Он дернул бинокль в сторону лодки Гедефа, и ужас охватил его. Один из нападающих лежал, перевалившись через планширь и свесив одну руку в воду, а другой держась за окровавленную грудь. Гедеф орал на скованный страхом экипаж, стреляя по вышке. Потом он тоже получил пулю в бедро. Нога под ним подломилась, автомат полетел за борт и исчез в воде.
В тот же миг Исмаил понял, что нужно делать. Бросив бинокль, он вырвал румпель из рук испуганного рулевого. Его люди кричали, чтобы он прекращал атаку, их темные лица были перекошены страхом, но его не интересовала их трусость. Он слышал только одну винтовку, и это означало, что на судне только один стрелок. Он хорошо стреляет, но не может находиться одновременно везде. Если Исмаилу удастся подняться на борт, он сумеет его вырубить. На улицах Могадишо ему приходилось такое проделывать.
Набирая максимальную скорость, он направил лодку к корме «Нефритового дельфина». Громадное судно высилось над ними, как за́мок из закаленной стали. Исмаил присмотрелся к открытым окнам на вертикальной корме. Располагались они на уровне главной палубы, в тридцати футах над водой, но в пределах досягаемости. Лестница с крюками, которую они привезли с собой, была сконструирована специально для таких целей.

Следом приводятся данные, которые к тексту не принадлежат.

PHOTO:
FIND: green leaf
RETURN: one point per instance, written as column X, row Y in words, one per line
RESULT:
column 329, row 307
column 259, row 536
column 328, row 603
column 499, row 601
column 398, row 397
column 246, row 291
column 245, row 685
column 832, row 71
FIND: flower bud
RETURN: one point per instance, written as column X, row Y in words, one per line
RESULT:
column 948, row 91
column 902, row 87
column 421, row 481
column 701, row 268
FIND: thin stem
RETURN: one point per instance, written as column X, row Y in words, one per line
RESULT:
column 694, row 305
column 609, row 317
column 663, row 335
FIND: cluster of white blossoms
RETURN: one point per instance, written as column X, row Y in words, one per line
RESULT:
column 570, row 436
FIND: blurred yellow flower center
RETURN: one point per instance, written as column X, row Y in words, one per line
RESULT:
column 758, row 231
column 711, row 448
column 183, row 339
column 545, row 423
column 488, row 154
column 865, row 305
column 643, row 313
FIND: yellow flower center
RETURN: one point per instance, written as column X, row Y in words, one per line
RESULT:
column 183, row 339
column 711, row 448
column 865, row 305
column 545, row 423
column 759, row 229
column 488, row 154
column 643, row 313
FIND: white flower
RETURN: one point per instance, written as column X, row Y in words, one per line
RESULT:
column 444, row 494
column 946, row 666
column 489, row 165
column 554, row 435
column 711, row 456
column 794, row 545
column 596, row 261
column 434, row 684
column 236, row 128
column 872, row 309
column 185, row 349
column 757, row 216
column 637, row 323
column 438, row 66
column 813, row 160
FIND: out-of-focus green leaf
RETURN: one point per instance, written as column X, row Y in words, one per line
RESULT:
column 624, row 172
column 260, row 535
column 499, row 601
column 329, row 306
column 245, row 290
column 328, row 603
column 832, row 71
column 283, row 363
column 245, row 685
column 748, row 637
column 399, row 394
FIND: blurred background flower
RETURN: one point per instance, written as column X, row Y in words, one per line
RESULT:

Услышав новые винтовочные выстрелы, он посмотрел на лодку Гедефа, находившуюся в ста ярдах от него. Глаза его округлились, пока разум фиксировал происходящее. Гедеф стоял на четвереньках в центре лодки, держа на плече гранатомет. Это было самое мощное оружие в их арсенале, но предназначалось оно не для использования против кораблей, а для устрашения. Исмаил замахал рукой, как сумасшедший, пытаясь привлечь к себе внимание Гедефа до того, как тот превратит пиратство в покушение на убийство.
То, что случилось затем, потрясло Исмаила. Гедеф поднял РПГ, направил на «Нефритовый дельфин» и спустил курок. Когда граната вылетела, задняя огненная струя воспламенила двигатель лодки, превратив его в бомбу. Двигатель взорвался с такой силой, что огненные клубы взвились высоко в небо, а лодку подбросило вверх, как игрушку. Волны быстро окружили обломки корпуса и утащили их в глубину, оставив на поверхности тела и горящее масляное пятно.
Исмаил, оцепенев, наблюдал за происходящим, его лодка постепенно сбавила ход и остановилась, покачиваясь на поднятых «Нефритовым дельфином» волнах. Он не слышал, как кричали люди вокруг, не замечал он и удаляющийся контейнеровоз. Он снова находился в Могадишо, сидел, скорчившись, за перевернутым «джипом» на улице Мака ал Мукарама, рядом с ним сжался в комок плачущий Юсуф. Вокруг свистели пули, некоторые рикошетом отскакивали от «джипа», другие впивались в стену дома у них за спиной. Люди кричали на сомалийском, кто-то был ранен, кто-то умирал под напором правительственных танков. А потом грянул взрыв и наступила черная пустота потери сознания. Глаза его заморгали и снова увидели кровь, почувствовали ее вязкую густоту на коже. Он услышал вопль, сорвавшийся с его губ…
…и так же неожиданно вернулся в настоящее. Люди выкрикивали его имя:
– Афиарех! Афиарех! Что теперь делать?
Они в ужасе таращились на него. Гюрей, двадцати четырех лет, неграмотный козопас из глубинки, хорошо умевший только одно – стрелять из автомата; Дхуубан, девятнадцати лет, младший из восьми братьев и сестер, худой, как пугало, и мечтавший доказать отцу, что тоже чего-то стоит; Осман, двадцати пяти лет, упрямый и полный юношеских сил; Либан, двадцати лет, проверенный в деле сын торговца верблюдами, правая рука Исмаила; и наконец Сондари, задумчивый юноша семнадцати лет, мать которого продавала кат, чтобы прокормить пятерых его братьев, пока отец тратил ее заработки на новую жену. Без Гедефа они словно осиротели. Им был нужен кто-нибудь, кто повел бы их за собой.